Dass §3 Abs2 TGVG nur die Niederlassungs-, Dienstleistungs- und Kapitalverkehrsfreiheit aufzähle, sei unproblematisch: Zum einen würden sich Arbeitnehmerfreizügigkeit und Aufenthaltsrecht nur auf natürliche Personen beziehen, sodass ihre Anwendung auf Gesellschaften schon sachlich nicht in Betracht komme. Zum anderen vermittle die Kapitalverkehrsfreiheit im Lichte der Rechtsprechung des EuGH ein umfassendes, vom Zweck des Rechtserwerbes unabhängiges Recht zum Erwerb von Grundstücken jeder Art, sodass sämtliche Grunderwerbe durch EU-Gesellschaften bereits auf Grund der Kapitalverkehrsfreiheit zulässig seien.

4.3.    Daraus ergebe sich für das Landesverwaltungsgericht, dass Gesellschaften mit Sitz in einem EU- bzw. EWR-Mitgliedstaat letztlich österreichischen natürlichen Personen gleichgestellt seien. Sie seien damit als Inländer zu behandeln, unabhängig davon, ob am Gesellschaftskapital allein EU- bzw. EWR-Angehörige beteiligt seien oder auch Drittstaatsangehörige. Die Frage der Staatsangehörigkeit der am Gesellschaftskapital beteiligten Personen spiele somit bei EU- bzw.
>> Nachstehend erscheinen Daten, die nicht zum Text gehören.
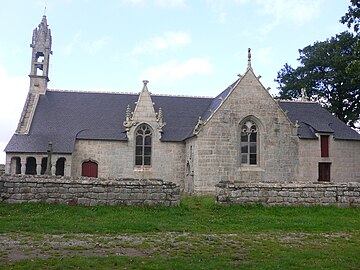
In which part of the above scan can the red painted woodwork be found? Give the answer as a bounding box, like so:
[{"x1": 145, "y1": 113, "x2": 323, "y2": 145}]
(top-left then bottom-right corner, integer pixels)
[
  {"x1": 81, "y1": 161, "x2": 98, "y2": 177},
  {"x1": 319, "y1": 162, "x2": 331, "y2": 181},
  {"x1": 320, "y1": 135, "x2": 329, "y2": 157}
]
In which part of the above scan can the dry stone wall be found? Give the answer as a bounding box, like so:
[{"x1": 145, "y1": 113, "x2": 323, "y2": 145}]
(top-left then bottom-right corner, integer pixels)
[
  {"x1": 0, "y1": 175, "x2": 180, "y2": 206},
  {"x1": 216, "y1": 181, "x2": 360, "y2": 207}
]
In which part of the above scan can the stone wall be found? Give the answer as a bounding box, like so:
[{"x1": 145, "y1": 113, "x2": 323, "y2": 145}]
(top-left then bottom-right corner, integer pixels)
[
  {"x1": 296, "y1": 136, "x2": 360, "y2": 183},
  {"x1": 71, "y1": 138, "x2": 185, "y2": 189},
  {"x1": 0, "y1": 175, "x2": 180, "y2": 206},
  {"x1": 194, "y1": 70, "x2": 299, "y2": 193},
  {"x1": 216, "y1": 182, "x2": 360, "y2": 207}
]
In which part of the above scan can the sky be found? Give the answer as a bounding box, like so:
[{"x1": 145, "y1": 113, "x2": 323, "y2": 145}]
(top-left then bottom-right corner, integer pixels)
[{"x1": 0, "y1": 0, "x2": 350, "y2": 164}]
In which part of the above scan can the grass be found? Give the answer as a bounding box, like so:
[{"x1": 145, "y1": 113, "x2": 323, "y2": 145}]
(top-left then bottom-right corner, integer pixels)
[
  {"x1": 0, "y1": 197, "x2": 360, "y2": 269},
  {"x1": 0, "y1": 197, "x2": 360, "y2": 234}
]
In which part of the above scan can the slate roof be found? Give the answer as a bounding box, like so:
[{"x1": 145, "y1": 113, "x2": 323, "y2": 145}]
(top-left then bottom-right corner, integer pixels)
[
  {"x1": 5, "y1": 87, "x2": 360, "y2": 153},
  {"x1": 278, "y1": 101, "x2": 360, "y2": 140},
  {"x1": 5, "y1": 90, "x2": 213, "y2": 153}
]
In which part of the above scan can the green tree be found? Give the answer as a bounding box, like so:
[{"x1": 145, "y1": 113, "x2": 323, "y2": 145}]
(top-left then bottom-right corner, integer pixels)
[
  {"x1": 340, "y1": 0, "x2": 360, "y2": 34},
  {"x1": 340, "y1": 0, "x2": 360, "y2": 92},
  {"x1": 275, "y1": 32, "x2": 360, "y2": 127}
]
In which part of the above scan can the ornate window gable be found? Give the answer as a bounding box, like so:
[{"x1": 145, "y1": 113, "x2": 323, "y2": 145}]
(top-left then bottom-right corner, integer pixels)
[
  {"x1": 135, "y1": 124, "x2": 153, "y2": 166},
  {"x1": 240, "y1": 118, "x2": 259, "y2": 165}
]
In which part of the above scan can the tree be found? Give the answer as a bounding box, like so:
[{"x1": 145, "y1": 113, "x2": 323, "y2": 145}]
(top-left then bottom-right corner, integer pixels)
[
  {"x1": 340, "y1": 0, "x2": 360, "y2": 89},
  {"x1": 275, "y1": 32, "x2": 360, "y2": 127},
  {"x1": 340, "y1": 0, "x2": 360, "y2": 34}
]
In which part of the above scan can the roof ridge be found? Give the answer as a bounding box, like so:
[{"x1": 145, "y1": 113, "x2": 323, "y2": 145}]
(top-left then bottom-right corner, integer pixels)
[
  {"x1": 47, "y1": 89, "x2": 214, "y2": 99},
  {"x1": 151, "y1": 92, "x2": 214, "y2": 99},
  {"x1": 47, "y1": 89, "x2": 139, "y2": 95},
  {"x1": 275, "y1": 99, "x2": 319, "y2": 104}
]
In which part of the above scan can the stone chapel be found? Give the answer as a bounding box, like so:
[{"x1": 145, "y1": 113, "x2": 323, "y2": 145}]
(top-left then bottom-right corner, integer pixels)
[{"x1": 5, "y1": 16, "x2": 360, "y2": 193}]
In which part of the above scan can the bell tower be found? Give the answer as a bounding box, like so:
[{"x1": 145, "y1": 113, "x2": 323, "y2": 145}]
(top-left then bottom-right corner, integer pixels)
[
  {"x1": 15, "y1": 15, "x2": 52, "y2": 135},
  {"x1": 29, "y1": 15, "x2": 52, "y2": 94}
]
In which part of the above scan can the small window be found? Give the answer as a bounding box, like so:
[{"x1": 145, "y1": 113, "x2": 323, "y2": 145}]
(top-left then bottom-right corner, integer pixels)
[
  {"x1": 135, "y1": 124, "x2": 152, "y2": 166},
  {"x1": 55, "y1": 158, "x2": 66, "y2": 176},
  {"x1": 319, "y1": 162, "x2": 331, "y2": 182},
  {"x1": 320, "y1": 135, "x2": 329, "y2": 157},
  {"x1": 240, "y1": 121, "x2": 258, "y2": 165},
  {"x1": 81, "y1": 161, "x2": 98, "y2": 178},
  {"x1": 25, "y1": 157, "x2": 36, "y2": 175}
]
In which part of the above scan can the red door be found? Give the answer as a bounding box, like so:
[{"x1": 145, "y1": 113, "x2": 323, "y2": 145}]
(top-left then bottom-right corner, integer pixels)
[{"x1": 81, "y1": 161, "x2": 98, "y2": 177}]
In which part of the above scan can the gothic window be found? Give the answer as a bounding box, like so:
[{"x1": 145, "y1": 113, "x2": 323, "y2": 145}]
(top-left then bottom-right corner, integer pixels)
[
  {"x1": 135, "y1": 124, "x2": 152, "y2": 166},
  {"x1": 240, "y1": 120, "x2": 258, "y2": 165}
]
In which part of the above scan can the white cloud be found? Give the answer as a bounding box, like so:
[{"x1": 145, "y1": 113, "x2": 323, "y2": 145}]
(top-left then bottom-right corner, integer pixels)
[
  {"x1": 155, "y1": 0, "x2": 186, "y2": 8},
  {"x1": 256, "y1": 0, "x2": 324, "y2": 34},
  {"x1": 256, "y1": 47, "x2": 272, "y2": 65},
  {"x1": 206, "y1": 0, "x2": 249, "y2": 23},
  {"x1": 121, "y1": 0, "x2": 186, "y2": 8},
  {"x1": 140, "y1": 58, "x2": 213, "y2": 82},
  {"x1": 62, "y1": 33, "x2": 109, "y2": 55},
  {"x1": 132, "y1": 32, "x2": 191, "y2": 54},
  {"x1": 0, "y1": 65, "x2": 29, "y2": 164}
]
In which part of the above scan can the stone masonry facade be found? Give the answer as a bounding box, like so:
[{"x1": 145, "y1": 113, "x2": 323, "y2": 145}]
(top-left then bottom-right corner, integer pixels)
[
  {"x1": 0, "y1": 174, "x2": 180, "y2": 206},
  {"x1": 3, "y1": 16, "x2": 360, "y2": 194},
  {"x1": 216, "y1": 181, "x2": 360, "y2": 207}
]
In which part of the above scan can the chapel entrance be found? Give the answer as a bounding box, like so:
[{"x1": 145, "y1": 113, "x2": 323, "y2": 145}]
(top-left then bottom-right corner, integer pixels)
[{"x1": 81, "y1": 161, "x2": 98, "y2": 178}]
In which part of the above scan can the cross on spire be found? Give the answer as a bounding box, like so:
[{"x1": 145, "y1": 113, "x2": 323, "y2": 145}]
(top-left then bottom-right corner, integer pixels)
[{"x1": 248, "y1": 48, "x2": 251, "y2": 69}]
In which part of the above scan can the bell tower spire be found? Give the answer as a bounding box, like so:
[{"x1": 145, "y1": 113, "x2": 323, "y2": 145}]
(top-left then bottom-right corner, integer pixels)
[
  {"x1": 29, "y1": 15, "x2": 52, "y2": 94},
  {"x1": 16, "y1": 15, "x2": 52, "y2": 134}
]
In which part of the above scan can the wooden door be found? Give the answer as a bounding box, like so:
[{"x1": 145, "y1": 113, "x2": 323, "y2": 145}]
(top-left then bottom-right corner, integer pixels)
[{"x1": 81, "y1": 161, "x2": 98, "y2": 177}]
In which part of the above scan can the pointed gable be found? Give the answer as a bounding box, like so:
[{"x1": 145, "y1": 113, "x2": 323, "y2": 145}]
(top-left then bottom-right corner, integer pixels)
[{"x1": 133, "y1": 80, "x2": 156, "y2": 122}]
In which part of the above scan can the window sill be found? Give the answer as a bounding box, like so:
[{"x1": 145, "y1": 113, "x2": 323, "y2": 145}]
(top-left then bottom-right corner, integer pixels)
[
  {"x1": 134, "y1": 166, "x2": 152, "y2": 172},
  {"x1": 239, "y1": 165, "x2": 265, "y2": 172}
]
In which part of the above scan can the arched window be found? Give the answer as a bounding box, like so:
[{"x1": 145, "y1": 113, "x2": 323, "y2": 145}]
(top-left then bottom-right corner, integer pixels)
[
  {"x1": 135, "y1": 124, "x2": 152, "y2": 166},
  {"x1": 40, "y1": 157, "x2": 47, "y2": 174},
  {"x1": 10, "y1": 157, "x2": 21, "y2": 174},
  {"x1": 81, "y1": 160, "x2": 98, "y2": 178},
  {"x1": 240, "y1": 120, "x2": 258, "y2": 165},
  {"x1": 55, "y1": 158, "x2": 66, "y2": 176}
]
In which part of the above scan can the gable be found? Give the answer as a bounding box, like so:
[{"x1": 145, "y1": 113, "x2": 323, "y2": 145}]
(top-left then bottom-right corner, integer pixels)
[{"x1": 5, "y1": 91, "x2": 212, "y2": 153}]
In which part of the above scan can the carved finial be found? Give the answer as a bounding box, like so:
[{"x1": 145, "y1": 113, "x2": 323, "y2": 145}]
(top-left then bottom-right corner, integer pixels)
[
  {"x1": 143, "y1": 80, "x2": 149, "y2": 91},
  {"x1": 193, "y1": 116, "x2": 204, "y2": 135},
  {"x1": 125, "y1": 104, "x2": 131, "y2": 121},
  {"x1": 156, "y1": 107, "x2": 166, "y2": 132},
  {"x1": 123, "y1": 105, "x2": 136, "y2": 131},
  {"x1": 248, "y1": 48, "x2": 251, "y2": 69},
  {"x1": 45, "y1": 142, "x2": 53, "y2": 175}
]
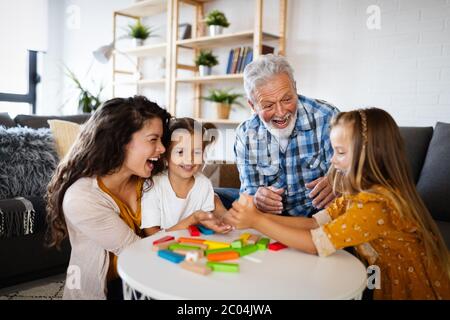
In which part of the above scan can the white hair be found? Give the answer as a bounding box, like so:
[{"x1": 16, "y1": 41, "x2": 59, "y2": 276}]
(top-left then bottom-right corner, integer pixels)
[{"x1": 244, "y1": 54, "x2": 295, "y2": 102}]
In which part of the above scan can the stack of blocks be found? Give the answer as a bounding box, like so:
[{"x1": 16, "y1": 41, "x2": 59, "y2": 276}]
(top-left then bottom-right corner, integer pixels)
[{"x1": 153, "y1": 225, "x2": 286, "y2": 275}]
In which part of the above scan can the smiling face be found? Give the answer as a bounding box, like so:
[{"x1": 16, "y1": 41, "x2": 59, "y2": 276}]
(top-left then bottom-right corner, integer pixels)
[
  {"x1": 123, "y1": 118, "x2": 166, "y2": 178},
  {"x1": 330, "y1": 123, "x2": 353, "y2": 173},
  {"x1": 169, "y1": 129, "x2": 203, "y2": 179},
  {"x1": 249, "y1": 73, "x2": 298, "y2": 130}
]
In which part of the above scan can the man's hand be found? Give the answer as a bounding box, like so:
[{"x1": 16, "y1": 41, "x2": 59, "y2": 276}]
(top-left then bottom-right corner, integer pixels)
[
  {"x1": 192, "y1": 210, "x2": 232, "y2": 233},
  {"x1": 305, "y1": 177, "x2": 335, "y2": 209},
  {"x1": 253, "y1": 187, "x2": 284, "y2": 214}
]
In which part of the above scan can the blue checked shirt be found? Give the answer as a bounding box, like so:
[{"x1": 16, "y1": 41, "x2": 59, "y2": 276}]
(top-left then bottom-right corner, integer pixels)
[{"x1": 234, "y1": 95, "x2": 339, "y2": 216}]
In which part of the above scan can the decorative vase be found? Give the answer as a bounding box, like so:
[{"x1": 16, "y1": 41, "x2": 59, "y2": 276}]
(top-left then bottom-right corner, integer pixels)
[
  {"x1": 209, "y1": 26, "x2": 223, "y2": 37},
  {"x1": 198, "y1": 65, "x2": 212, "y2": 77},
  {"x1": 133, "y1": 38, "x2": 144, "y2": 47},
  {"x1": 214, "y1": 102, "x2": 231, "y2": 119}
]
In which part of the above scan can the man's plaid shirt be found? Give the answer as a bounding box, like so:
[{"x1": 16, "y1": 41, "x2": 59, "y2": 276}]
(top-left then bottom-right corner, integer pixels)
[{"x1": 234, "y1": 95, "x2": 339, "y2": 216}]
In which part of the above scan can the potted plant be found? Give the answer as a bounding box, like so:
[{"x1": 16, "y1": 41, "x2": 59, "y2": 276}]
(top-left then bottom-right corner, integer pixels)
[
  {"x1": 65, "y1": 67, "x2": 104, "y2": 113},
  {"x1": 205, "y1": 10, "x2": 230, "y2": 36},
  {"x1": 195, "y1": 50, "x2": 219, "y2": 77},
  {"x1": 128, "y1": 20, "x2": 155, "y2": 46},
  {"x1": 202, "y1": 89, "x2": 244, "y2": 119}
]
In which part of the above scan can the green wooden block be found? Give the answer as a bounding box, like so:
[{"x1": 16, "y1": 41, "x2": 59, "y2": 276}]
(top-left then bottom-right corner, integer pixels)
[
  {"x1": 169, "y1": 243, "x2": 201, "y2": 250},
  {"x1": 231, "y1": 239, "x2": 242, "y2": 249},
  {"x1": 256, "y1": 238, "x2": 270, "y2": 250},
  {"x1": 205, "y1": 248, "x2": 237, "y2": 255},
  {"x1": 206, "y1": 262, "x2": 239, "y2": 272},
  {"x1": 236, "y1": 244, "x2": 258, "y2": 257}
]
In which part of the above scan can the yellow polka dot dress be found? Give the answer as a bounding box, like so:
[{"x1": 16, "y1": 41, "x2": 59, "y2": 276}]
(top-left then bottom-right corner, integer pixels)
[{"x1": 311, "y1": 188, "x2": 450, "y2": 299}]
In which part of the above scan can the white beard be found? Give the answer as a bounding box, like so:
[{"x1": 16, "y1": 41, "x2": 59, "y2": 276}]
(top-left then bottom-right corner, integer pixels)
[{"x1": 261, "y1": 112, "x2": 297, "y2": 152}]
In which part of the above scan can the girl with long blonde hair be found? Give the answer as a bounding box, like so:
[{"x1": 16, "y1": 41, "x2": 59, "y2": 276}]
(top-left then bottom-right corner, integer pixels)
[{"x1": 226, "y1": 108, "x2": 450, "y2": 299}]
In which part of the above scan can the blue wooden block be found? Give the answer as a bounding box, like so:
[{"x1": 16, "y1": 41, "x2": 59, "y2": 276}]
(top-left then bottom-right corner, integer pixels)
[
  {"x1": 158, "y1": 250, "x2": 184, "y2": 263},
  {"x1": 197, "y1": 224, "x2": 214, "y2": 235}
]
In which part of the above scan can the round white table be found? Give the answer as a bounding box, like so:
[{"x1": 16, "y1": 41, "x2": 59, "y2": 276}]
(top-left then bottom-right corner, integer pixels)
[{"x1": 118, "y1": 230, "x2": 367, "y2": 300}]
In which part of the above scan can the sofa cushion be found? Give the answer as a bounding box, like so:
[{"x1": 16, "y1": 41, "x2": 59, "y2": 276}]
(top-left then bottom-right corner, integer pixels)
[
  {"x1": 0, "y1": 127, "x2": 58, "y2": 199},
  {"x1": 417, "y1": 122, "x2": 450, "y2": 221},
  {"x1": 14, "y1": 114, "x2": 91, "y2": 129},
  {"x1": 400, "y1": 127, "x2": 433, "y2": 183},
  {"x1": 0, "y1": 112, "x2": 16, "y2": 128}
]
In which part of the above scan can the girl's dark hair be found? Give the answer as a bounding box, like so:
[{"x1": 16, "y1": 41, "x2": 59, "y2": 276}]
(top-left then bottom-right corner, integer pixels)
[
  {"x1": 167, "y1": 118, "x2": 217, "y2": 156},
  {"x1": 45, "y1": 96, "x2": 171, "y2": 248}
]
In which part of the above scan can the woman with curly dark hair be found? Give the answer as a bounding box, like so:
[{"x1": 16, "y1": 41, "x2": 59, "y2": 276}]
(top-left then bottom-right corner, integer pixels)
[{"x1": 46, "y1": 96, "x2": 170, "y2": 299}]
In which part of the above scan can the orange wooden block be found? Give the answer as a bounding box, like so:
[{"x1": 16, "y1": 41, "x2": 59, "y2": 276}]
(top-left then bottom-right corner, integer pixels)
[
  {"x1": 206, "y1": 251, "x2": 239, "y2": 261},
  {"x1": 180, "y1": 261, "x2": 212, "y2": 276},
  {"x1": 178, "y1": 237, "x2": 206, "y2": 244},
  {"x1": 153, "y1": 240, "x2": 177, "y2": 251}
]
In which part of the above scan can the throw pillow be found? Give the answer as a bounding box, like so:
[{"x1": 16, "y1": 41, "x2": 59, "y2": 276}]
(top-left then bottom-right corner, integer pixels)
[
  {"x1": 417, "y1": 122, "x2": 450, "y2": 221},
  {"x1": 48, "y1": 120, "x2": 80, "y2": 159},
  {"x1": 0, "y1": 126, "x2": 58, "y2": 199}
]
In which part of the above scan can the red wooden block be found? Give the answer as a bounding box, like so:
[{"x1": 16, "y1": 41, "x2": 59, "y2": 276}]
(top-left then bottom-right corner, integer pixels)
[
  {"x1": 268, "y1": 241, "x2": 287, "y2": 251},
  {"x1": 153, "y1": 236, "x2": 175, "y2": 244},
  {"x1": 189, "y1": 226, "x2": 200, "y2": 237}
]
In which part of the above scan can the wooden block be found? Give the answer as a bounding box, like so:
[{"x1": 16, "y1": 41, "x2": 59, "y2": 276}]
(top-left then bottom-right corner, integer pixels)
[
  {"x1": 206, "y1": 261, "x2": 239, "y2": 272},
  {"x1": 169, "y1": 243, "x2": 202, "y2": 251},
  {"x1": 269, "y1": 241, "x2": 287, "y2": 251},
  {"x1": 236, "y1": 244, "x2": 258, "y2": 257},
  {"x1": 256, "y1": 238, "x2": 270, "y2": 250},
  {"x1": 153, "y1": 240, "x2": 178, "y2": 251},
  {"x1": 231, "y1": 239, "x2": 244, "y2": 249},
  {"x1": 188, "y1": 226, "x2": 200, "y2": 237},
  {"x1": 206, "y1": 251, "x2": 239, "y2": 261},
  {"x1": 197, "y1": 224, "x2": 214, "y2": 235},
  {"x1": 158, "y1": 250, "x2": 184, "y2": 263},
  {"x1": 153, "y1": 236, "x2": 175, "y2": 244},
  {"x1": 180, "y1": 261, "x2": 212, "y2": 276},
  {"x1": 178, "y1": 237, "x2": 206, "y2": 244},
  {"x1": 247, "y1": 234, "x2": 260, "y2": 244},
  {"x1": 173, "y1": 249, "x2": 205, "y2": 261},
  {"x1": 204, "y1": 240, "x2": 231, "y2": 250}
]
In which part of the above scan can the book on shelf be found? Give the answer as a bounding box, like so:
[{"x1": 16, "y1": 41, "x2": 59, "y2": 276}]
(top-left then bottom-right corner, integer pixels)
[{"x1": 226, "y1": 45, "x2": 275, "y2": 74}]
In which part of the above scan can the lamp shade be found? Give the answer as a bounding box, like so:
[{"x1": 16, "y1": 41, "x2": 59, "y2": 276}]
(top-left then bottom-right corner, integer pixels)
[{"x1": 92, "y1": 43, "x2": 114, "y2": 63}]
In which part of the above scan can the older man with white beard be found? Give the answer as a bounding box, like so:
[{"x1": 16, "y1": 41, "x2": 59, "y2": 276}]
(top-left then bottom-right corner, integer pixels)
[{"x1": 234, "y1": 55, "x2": 338, "y2": 216}]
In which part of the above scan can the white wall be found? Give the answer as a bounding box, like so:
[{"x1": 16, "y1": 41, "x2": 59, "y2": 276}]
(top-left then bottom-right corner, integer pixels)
[{"x1": 40, "y1": 0, "x2": 450, "y2": 159}]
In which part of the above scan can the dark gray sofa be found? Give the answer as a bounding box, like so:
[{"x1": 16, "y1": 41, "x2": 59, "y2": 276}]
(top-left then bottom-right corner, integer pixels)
[{"x1": 0, "y1": 113, "x2": 89, "y2": 288}]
EWR-Gesellschaften keine Rolle und dürfe dies aus unionsrechtlicher Sicht auch nicht.

4.4.    Demgegenüber seien Gesellschaften mit Sitz in Österreich (wie vorliegend die **************** GmbH) benachteiligt, weil diese nach §2 Abs7 litb TGVG nur dann als Inländer gelten würden, wenn deren Gesellschaftskapital oder Anteile am Vermögen nicht mindestens zur Hälfte Drittstaatsangehörigen gehörten. Bei Gesellschaften mit Sitz in Österreich solle nach dem TGVG abweichend von den Regelungen für EU-Gesellschaften auch die Staatsangehörigkeit der Gesellschafter für die Qualifikation einer Gesellschaft als Inländer maßgeblich sein. Bei mehrheitlicher Beteiligung von Drittstaatsangehörigen (wie vorliegend) seien österreichische Gesellschaften daher im Gegensatz zu ähnlich strukturierten EU-Gesellschaften einem Genehmigungsverfahren gemäß §12 f. TGVG unterworfen.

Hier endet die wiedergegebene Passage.